Session 1: Deep Learning -- Day 2 (Nov.18), talks: 09:00-11:00 (5th floor Hall 1), poster session: 11:00-13:30
Poster number: Mon01

Authors

DifanZou (University of California, Los Angeles); Yuan Cao (UCLA); Dongruo Zhou (UCLA); Quanquan Gu (University of California, Los Angeles)

Abstract

We study the problem of training deep fully connected neural networks with Rectified Linear Unit (ReLU) activation function and cross entropy loss function for binary classification using gradient descent. We show that with proper random weight initialization, gradient descent can find the global minima of the training loss for an over-parameterized deep ReLU network, under certain assumption on the training data. The key idea of our proof is that Gaussian random initialization followed by gradient descent produces a sequence of iterates that stay inside a small perturbation region centered at the initial weights, in which the training loss function of the deep ReLU networks enjoys nice local curvature properties that ensure the global convergence of gradient descent.
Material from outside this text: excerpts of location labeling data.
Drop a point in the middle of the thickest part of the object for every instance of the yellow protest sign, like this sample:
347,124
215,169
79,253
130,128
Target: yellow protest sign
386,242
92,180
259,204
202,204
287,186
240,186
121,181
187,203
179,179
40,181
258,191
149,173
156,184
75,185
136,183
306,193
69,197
At the core of our proof technique is (1) a milder assumption on the training data; (2) a sharp analysis of the trajectory length for gradient descent; and (3) a finer characterization of the size of the perturbation region. Compared with the concurrent work \citep{allen2018convergence,du2018gradientdeep} along this line, our result relies on milder over-parameterization condition on the neural network width, and enjoys faster global convergence rate of gradient descent for training deep neural networks.